Это и был ответ. Права на ошибку ей, кажется, никто решил не давать. Ляльке захотелось заорать, но она подумала о Димке. Тот непременно так бы и сделал. Себя же она считала не просто сдержаннее, а еще и умнее. Ничего ведь страшного не случилось. Если отбросить стыд и желание умереть прямо сейчас, жизнь-то продолжается, и Ромка из нее никуда не исчезает.
— Ты извини. Не знаю, что на меня нашло, — как можно спокойнее произнесла она.
Ромка молчал так долго, что Лялька успела поверить в то, что он ничего не скажет.

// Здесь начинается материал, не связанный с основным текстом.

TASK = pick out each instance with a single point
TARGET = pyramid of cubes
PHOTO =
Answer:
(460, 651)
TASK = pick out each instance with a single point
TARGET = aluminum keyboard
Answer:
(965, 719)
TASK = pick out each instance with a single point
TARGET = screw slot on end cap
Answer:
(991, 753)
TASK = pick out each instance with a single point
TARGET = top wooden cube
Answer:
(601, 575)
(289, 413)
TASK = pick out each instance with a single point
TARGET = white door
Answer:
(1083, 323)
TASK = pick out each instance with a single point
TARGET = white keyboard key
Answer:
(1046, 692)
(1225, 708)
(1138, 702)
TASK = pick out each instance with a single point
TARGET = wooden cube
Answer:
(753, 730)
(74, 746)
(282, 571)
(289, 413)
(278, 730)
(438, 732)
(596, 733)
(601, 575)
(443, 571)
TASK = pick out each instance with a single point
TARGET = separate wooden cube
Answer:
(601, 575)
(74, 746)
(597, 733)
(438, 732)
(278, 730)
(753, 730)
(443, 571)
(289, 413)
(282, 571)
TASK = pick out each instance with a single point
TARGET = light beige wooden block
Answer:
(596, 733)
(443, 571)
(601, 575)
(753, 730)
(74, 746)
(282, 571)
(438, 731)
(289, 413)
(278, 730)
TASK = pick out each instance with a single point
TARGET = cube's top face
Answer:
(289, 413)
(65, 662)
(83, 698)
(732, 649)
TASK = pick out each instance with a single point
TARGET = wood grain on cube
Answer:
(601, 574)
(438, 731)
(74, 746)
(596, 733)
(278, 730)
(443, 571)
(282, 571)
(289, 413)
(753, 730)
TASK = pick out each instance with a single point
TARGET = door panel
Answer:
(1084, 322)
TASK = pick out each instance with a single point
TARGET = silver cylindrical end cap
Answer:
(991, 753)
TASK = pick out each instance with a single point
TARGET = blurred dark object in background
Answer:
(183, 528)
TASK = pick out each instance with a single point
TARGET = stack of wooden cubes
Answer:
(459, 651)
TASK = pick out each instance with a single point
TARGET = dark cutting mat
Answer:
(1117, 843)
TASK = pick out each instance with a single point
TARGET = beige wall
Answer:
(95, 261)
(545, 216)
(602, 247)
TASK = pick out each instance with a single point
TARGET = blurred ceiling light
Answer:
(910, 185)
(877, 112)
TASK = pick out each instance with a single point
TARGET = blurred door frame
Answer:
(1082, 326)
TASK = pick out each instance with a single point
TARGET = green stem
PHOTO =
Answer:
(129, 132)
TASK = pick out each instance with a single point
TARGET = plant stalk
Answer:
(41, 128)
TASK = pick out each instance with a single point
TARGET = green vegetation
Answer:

— Ты меня тоже извини. Я, наверное, как-то неправильно себя вел.
— В смысле? — искренне удивилась Лялька, потому что Ромка не мог вести себя неправильно. В этом неидеальном исковерканном мире он был единственным правильным элементом.
— Я, наверное, это спровоцировал.
— Поясни, — упавшим голосом попросила Лялька.
— Ляль, я очень тепло к тебе отношусь. Ты мне как сестра, — Ромка повел плечами. — Прости, если я заставил тебя думать, что отношусь к тебе как-то, ну, как к девушке. Я…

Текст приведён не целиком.